People suffering from dissociative identity disorder often illustrate a fragile sense of identity and can be asked if they have ever felt like more than one person, if they say or do things that they feel are out of character, or if they ever feel as if they are not alone or are watching themselves in action.
However, if careful assessment results in a diagnosis of a dissociative disorder, the clinician implication must remember that these disorders, particularly dissociative identity disorder, are not diseases. They are maladaptive attempts to handle with overwhelming trauma. People seeking intervention for dissociative identity disorder goes through great pain, and some are incapable to progress beyond the point at which alters is able to communicate and cooperate with each other.

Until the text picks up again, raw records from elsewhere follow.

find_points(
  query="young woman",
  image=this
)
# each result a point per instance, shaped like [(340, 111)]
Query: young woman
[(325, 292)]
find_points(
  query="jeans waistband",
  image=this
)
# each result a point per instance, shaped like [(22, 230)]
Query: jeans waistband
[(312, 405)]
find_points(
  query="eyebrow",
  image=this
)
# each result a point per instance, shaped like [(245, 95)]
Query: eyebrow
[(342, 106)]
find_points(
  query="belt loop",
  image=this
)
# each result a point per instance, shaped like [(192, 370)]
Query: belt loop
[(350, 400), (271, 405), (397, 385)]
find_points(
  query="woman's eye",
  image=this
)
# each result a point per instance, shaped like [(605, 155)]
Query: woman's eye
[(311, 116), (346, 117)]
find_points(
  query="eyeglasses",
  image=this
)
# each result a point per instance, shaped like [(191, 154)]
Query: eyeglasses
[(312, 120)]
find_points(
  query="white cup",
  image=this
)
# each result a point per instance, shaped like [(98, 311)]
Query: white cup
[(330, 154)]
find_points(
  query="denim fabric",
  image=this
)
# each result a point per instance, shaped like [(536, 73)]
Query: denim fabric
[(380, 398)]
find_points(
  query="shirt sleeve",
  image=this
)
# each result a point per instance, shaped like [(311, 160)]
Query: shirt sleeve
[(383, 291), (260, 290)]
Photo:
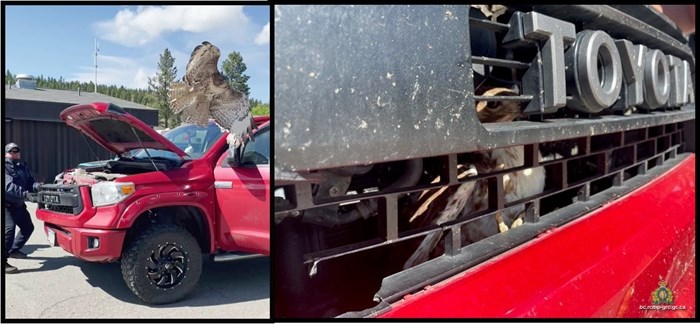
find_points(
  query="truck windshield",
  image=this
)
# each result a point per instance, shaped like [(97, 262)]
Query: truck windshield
[(194, 140)]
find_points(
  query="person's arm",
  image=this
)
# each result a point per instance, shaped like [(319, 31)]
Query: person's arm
[(682, 15), (13, 192), (35, 184)]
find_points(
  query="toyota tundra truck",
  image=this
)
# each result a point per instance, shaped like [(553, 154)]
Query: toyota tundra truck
[(377, 118), (163, 203)]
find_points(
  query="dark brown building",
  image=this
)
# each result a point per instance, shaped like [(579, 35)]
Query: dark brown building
[(31, 119)]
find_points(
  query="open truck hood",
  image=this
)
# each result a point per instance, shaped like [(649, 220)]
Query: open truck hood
[(115, 129)]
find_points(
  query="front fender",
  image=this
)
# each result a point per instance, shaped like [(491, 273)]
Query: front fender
[(198, 199)]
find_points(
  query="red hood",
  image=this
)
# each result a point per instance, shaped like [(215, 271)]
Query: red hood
[(112, 127)]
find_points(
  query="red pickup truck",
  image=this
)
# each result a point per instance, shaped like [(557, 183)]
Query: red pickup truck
[(163, 203)]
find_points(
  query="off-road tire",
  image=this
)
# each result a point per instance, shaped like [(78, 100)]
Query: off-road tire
[(143, 273)]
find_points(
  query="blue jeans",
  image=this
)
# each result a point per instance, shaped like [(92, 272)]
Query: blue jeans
[(16, 216)]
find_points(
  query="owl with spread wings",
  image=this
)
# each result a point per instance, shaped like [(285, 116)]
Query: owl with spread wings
[(446, 204), (204, 93)]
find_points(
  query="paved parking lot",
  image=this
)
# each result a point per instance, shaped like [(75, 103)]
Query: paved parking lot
[(53, 284)]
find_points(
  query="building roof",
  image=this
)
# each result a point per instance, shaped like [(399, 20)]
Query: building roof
[(67, 96)]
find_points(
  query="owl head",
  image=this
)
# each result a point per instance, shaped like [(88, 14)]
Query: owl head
[(498, 111), (205, 57)]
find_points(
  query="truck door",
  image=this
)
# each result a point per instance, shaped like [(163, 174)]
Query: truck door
[(243, 198)]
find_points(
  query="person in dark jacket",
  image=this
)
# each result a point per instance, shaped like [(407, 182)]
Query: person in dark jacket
[(19, 185)]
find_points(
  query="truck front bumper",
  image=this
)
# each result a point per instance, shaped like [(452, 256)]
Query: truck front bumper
[(93, 245)]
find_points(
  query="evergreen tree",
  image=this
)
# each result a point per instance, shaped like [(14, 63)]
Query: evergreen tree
[(160, 84), (233, 68)]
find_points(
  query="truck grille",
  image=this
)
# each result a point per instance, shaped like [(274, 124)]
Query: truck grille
[(64, 199), (601, 153)]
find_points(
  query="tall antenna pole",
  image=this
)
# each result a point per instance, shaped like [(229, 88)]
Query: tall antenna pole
[(97, 50)]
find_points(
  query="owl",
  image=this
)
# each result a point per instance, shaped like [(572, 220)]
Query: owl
[(442, 205), (203, 94)]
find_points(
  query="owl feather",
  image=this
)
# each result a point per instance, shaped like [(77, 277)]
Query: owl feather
[(203, 94)]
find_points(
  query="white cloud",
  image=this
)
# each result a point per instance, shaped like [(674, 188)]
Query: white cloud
[(119, 71), (264, 35), (148, 23)]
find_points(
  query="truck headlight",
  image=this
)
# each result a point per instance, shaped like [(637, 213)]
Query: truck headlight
[(108, 193)]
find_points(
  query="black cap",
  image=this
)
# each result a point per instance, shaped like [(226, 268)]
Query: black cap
[(11, 146)]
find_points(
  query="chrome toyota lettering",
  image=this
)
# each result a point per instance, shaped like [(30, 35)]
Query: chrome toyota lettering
[(598, 71)]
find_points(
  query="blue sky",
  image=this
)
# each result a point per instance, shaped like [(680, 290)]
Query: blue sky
[(60, 40)]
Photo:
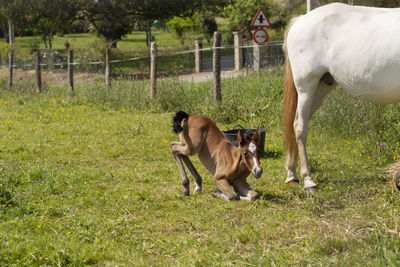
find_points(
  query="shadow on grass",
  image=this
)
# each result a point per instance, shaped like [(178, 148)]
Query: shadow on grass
[(271, 154), (273, 198)]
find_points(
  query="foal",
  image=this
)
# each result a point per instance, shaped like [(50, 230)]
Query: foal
[(229, 164)]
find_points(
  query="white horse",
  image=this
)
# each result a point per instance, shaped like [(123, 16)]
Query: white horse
[(355, 47)]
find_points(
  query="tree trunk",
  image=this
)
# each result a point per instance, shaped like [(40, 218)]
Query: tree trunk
[(217, 66), (148, 33), (108, 65), (153, 70), (11, 33), (10, 68), (37, 71), (70, 72)]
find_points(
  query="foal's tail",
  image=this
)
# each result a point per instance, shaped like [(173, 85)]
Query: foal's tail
[(176, 121), (289, 102)]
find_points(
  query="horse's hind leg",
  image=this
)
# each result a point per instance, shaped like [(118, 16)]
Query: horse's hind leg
[(308, 103), (196, 176), (177, 156)]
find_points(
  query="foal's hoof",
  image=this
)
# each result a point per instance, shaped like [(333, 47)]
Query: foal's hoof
[(398, 180), (292, 181), (311, 190), (217, 194)]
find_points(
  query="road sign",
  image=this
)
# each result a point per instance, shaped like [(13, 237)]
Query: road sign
[(260, 36), (260, 20)]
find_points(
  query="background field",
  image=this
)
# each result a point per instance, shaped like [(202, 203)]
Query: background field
[(89, 180)]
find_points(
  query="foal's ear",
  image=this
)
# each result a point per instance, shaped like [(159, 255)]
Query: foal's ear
[(256, 136), (240, 139)]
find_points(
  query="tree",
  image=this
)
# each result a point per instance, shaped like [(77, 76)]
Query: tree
[(181, 25), (47, 17), (111, 19), (13, 11), (150, 10)]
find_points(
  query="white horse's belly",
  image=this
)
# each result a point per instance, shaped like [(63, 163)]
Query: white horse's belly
[(382, 87)]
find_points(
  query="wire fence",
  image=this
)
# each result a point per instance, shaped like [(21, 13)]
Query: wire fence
[(168, 63)]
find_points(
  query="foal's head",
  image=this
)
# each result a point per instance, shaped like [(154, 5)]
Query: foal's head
[(250, 153)]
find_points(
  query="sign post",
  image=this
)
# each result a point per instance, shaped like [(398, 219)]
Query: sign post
[(260, 21)]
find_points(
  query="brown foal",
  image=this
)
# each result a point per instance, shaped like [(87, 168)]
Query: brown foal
[(229, 164)]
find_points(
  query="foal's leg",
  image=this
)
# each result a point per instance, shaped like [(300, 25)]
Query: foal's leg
[(196, 176), (177, 157), (227, 191), (244, 190)]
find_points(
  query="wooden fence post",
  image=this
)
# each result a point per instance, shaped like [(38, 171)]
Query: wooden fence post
[(198, 45), (238, 42), (311, 4), (217, 66), (10, 68), (37, 71), (257, 57), (108, 66), (11, 35), (70, 72), (153, 70)]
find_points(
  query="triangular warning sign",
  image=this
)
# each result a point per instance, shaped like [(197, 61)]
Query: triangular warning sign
[(260, 20)]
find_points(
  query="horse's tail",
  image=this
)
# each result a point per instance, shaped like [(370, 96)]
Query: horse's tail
[(177, 120), (289, 102)]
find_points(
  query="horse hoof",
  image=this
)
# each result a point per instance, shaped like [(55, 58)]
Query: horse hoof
[(293, 182), (311, 190), (398, 180)]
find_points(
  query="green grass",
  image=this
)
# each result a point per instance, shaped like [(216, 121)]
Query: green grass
[(89, 180)]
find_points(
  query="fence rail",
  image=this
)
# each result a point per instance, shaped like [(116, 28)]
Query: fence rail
[(231, 57)]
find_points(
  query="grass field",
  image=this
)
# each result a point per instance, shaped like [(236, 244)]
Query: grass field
[(89, 180)]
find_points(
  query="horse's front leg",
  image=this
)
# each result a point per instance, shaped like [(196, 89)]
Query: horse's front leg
[(304, 110), (177, 156), (244, 190), (197, 178)]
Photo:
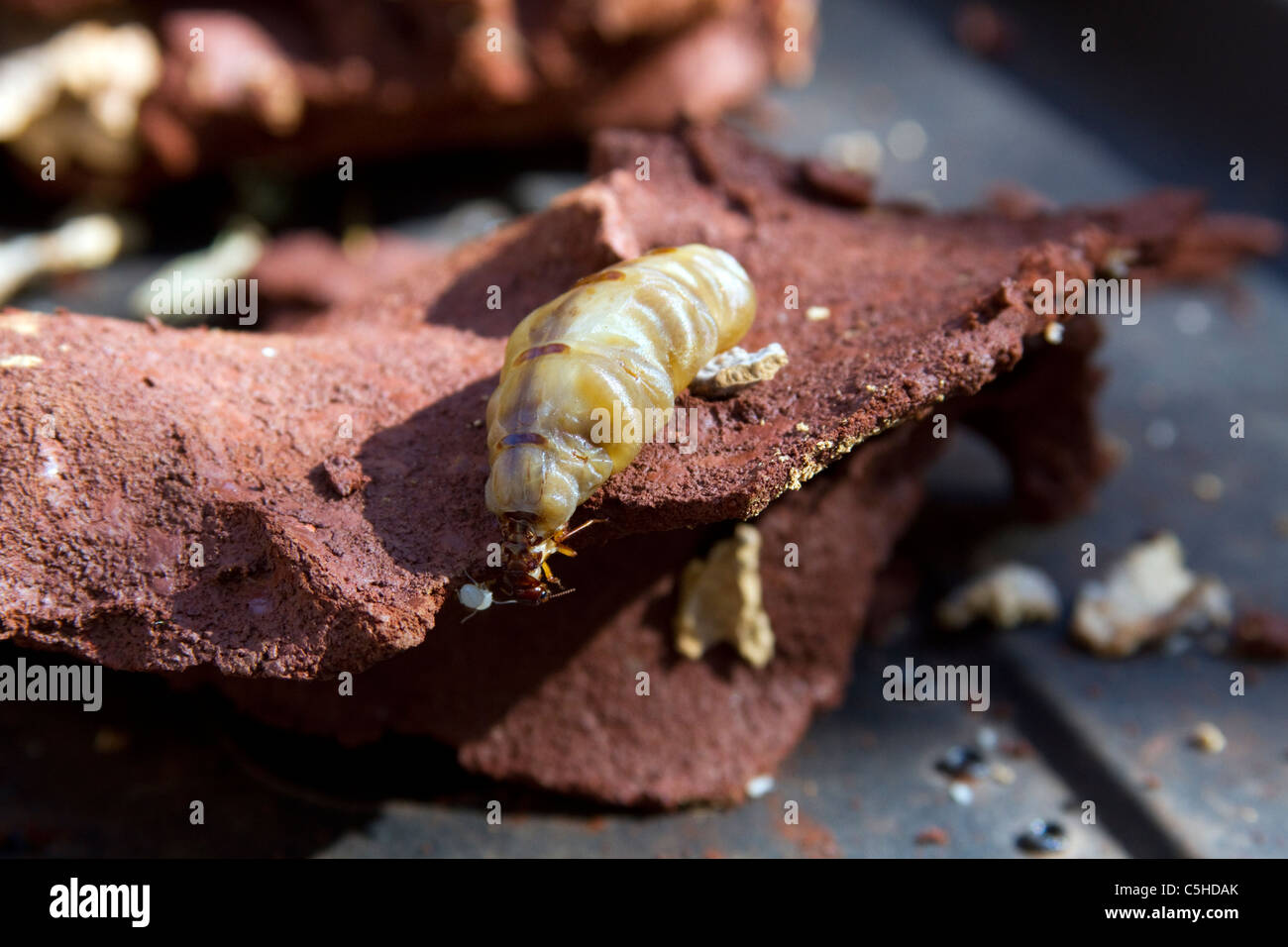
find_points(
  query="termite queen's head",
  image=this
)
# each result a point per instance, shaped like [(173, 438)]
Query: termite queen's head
[(619, 342)]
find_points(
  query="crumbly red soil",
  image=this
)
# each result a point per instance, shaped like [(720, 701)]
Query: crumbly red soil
[(162, 438)]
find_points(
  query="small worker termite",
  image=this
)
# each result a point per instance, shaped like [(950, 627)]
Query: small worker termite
[(631, 337)]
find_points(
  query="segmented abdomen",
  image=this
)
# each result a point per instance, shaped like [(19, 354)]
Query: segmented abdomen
[(634, 334)]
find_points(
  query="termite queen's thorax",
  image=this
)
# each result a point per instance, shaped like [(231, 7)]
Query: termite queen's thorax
[(627, 338)]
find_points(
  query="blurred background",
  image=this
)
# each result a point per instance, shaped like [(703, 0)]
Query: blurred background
[(243, 153)]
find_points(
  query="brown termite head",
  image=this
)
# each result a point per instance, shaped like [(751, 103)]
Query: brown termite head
[(629, 338)]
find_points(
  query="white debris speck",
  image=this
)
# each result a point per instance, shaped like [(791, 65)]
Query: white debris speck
[(1160, 433), (855, 151), (1147, 596), (730, 371), (1006, 595), (759, 787), (1209, 737), (21, 322), (475, 596), (21, 361)]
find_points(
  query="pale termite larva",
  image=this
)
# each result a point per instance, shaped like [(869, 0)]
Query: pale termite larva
[(631, 337)]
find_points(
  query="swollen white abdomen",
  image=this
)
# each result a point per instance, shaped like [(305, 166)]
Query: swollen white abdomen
[(626, 339)]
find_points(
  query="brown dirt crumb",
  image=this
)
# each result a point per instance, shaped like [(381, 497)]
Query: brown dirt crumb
[(934, 835)]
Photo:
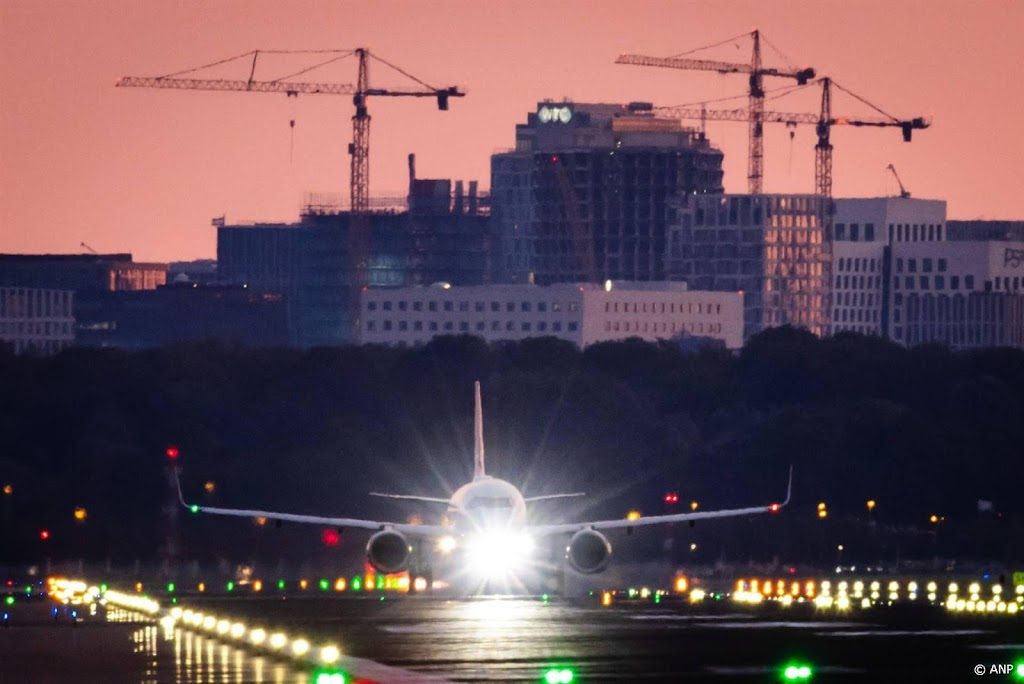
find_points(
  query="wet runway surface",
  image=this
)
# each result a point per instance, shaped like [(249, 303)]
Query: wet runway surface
[(421, 639)]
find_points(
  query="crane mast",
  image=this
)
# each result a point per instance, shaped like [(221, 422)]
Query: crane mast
[(756, 108), (823, 122)]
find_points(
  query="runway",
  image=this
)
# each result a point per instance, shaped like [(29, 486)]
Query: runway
[(388, 638)]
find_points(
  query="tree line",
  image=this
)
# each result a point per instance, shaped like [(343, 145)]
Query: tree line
[(921, 431)]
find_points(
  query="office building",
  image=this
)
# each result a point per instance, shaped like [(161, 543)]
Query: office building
[(770, 248), (582, 313), (584, 195)]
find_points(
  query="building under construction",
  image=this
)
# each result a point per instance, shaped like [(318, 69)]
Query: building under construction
[(438, 232), (584, 195)]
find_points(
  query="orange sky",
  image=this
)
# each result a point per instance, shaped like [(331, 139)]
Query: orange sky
[(144, 171)]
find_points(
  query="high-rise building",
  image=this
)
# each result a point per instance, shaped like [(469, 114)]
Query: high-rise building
[(771, 248), (443, 236), (866, 232), (584, 196)]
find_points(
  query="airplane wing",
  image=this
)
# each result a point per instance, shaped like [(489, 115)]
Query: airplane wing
[(403, 527), (411, 497), (541, 530), (554, 496)]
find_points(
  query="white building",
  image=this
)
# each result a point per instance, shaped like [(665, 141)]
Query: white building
[(37, 318), (964, 294), (770, 247), (865, 232), (581, 313)]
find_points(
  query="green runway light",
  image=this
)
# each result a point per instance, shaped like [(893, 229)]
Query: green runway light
[(795, 673), (558, 676), (326, 677)]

If the alters attain this level of communication, the clinician’s next step is to stab fusion, which involves removing the dissociative barriers that have alienated the alterations. Successful completion of this step is followed by assimilation of the personality. Finally, the person, having given up dissociation, should establish more varied, flexible, and adaptive coping mechanisms. Both the person and the clinician should be strongly committed to the often painful process of rebuilding. The commitment may be rewarding, though, since the disorder has a good prognosis if the patient can accept identification and investigation of the core traumas.